The State's biggest industries will not actually have to cut existing levels of carbon dioxide emissions under Kyoto Treaty targets set out last night by the Minister for the Environment, Mr Cullen.
Under the three-year pilot programme to run from 2005 to 2007, the 100 biggest Irish companies will be able to produce 22.5 million tonnes of CO2 without suffering penalty - 0.2m tonnes more than they do currently.
Major companies, including the ESB, Cement Roadstone and Aughinish Alumina, are affected by the decision.
Faced with strong pressure from major industries, the Minister has ruled that the companies should get licences to cover "an estimated 96 per cent to 98 per cent" of their expected emissions between 2005 and 2007.
Pleasantly surprised by the decision last night, one industry figure who has closely watched the preparation of the decision told The Irish Times: "It's business as usual."
The issue has led to some reported tensions between the Minister for the Environment and the Tánaiste and Minister for Enterprise, Trade and Employment, Ms Harney, who strongly pushed industry's case.
The Industrial Development Authority welcomed the move. "We have enough issues at the moment affecting our competitiveness without creating any more of them," its spokesman, Mr Colm Donlon, said.

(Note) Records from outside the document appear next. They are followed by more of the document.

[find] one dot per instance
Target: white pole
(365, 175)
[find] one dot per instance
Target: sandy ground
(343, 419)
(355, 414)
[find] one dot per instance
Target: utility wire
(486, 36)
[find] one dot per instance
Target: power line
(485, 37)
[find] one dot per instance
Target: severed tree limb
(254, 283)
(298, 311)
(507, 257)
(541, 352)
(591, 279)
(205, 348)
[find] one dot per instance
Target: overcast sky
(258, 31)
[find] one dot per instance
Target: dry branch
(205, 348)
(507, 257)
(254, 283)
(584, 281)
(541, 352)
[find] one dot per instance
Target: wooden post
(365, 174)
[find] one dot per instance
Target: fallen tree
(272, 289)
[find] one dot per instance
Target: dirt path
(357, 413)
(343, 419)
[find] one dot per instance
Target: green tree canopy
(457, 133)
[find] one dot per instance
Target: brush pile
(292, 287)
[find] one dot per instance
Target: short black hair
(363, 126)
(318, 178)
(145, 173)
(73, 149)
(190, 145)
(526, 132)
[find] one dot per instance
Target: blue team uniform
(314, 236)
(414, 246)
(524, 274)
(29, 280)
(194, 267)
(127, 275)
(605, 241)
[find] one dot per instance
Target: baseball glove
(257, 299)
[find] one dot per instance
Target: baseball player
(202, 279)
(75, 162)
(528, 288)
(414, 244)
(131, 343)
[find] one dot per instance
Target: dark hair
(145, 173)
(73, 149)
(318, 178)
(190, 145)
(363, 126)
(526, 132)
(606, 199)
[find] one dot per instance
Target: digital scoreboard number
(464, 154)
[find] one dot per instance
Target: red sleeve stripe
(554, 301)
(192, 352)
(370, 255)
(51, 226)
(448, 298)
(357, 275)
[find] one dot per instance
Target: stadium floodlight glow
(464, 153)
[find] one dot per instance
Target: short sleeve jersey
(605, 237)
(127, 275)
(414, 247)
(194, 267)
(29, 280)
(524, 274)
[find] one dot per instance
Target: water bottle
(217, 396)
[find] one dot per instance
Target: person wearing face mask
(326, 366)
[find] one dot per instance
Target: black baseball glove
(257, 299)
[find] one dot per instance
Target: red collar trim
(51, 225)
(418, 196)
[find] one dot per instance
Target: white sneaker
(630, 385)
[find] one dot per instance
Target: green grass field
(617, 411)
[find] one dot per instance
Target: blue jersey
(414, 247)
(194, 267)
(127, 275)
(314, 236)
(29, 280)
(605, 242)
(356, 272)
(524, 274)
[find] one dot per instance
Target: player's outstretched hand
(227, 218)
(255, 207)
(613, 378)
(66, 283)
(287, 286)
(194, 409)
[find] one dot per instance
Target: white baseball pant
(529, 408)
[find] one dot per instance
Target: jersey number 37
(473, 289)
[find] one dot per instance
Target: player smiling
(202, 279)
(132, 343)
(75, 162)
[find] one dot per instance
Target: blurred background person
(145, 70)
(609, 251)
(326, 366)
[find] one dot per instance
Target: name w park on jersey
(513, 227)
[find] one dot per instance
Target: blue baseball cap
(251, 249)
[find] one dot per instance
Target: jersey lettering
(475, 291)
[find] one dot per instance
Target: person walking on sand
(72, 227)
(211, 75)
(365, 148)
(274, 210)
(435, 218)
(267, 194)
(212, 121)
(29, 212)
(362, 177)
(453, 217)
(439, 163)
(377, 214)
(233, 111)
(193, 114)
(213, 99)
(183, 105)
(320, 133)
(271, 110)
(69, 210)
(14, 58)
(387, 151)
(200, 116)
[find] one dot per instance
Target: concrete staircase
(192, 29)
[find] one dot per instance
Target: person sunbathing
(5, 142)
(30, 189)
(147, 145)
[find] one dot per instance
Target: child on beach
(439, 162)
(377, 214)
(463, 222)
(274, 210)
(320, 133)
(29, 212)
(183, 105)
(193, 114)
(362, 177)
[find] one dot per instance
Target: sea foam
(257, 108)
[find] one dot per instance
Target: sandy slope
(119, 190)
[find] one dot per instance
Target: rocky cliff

The Environmental Protection Agency is now to divide the emission allowances between the 100 firms, though Mr Cullen said there will have to be "a necessary balance" between environmental needs and "continued economic growth".
"I will, in transmitting the Government's decision to the EPA, be placing a high emphasis on the need to protect the competitiveness of sectors exposed to global competition," the Minister said in a statement.
Industry is currently responsible for producing one-third of all of the Republic's emissions of carbon dioxide - the principal gas responsible for global warming.
The decision not to impose cuts on industry raises the possibility that individual consumers could end up paying significant carbon taxes once they are introduced in the 2005 Budget if national CO2 emissions continue to rise.
However, industry will still face heavy costs to halt the rise in its production of CO2, since Irish industry is unlikely to be allowed to produce more than 22 million tonnes a year between 2008 and 2012.
The Minister's decision was eased by the closure of Irish Steel, Irish Fertiliser Industries and Irish Glass Bottle - which together produced 10 per cent of all industrial CO2 emissions.
Under emissions trading, companies are encouraged to cut their production of CO2 below their licence limits, since they can then sell on spare capacity.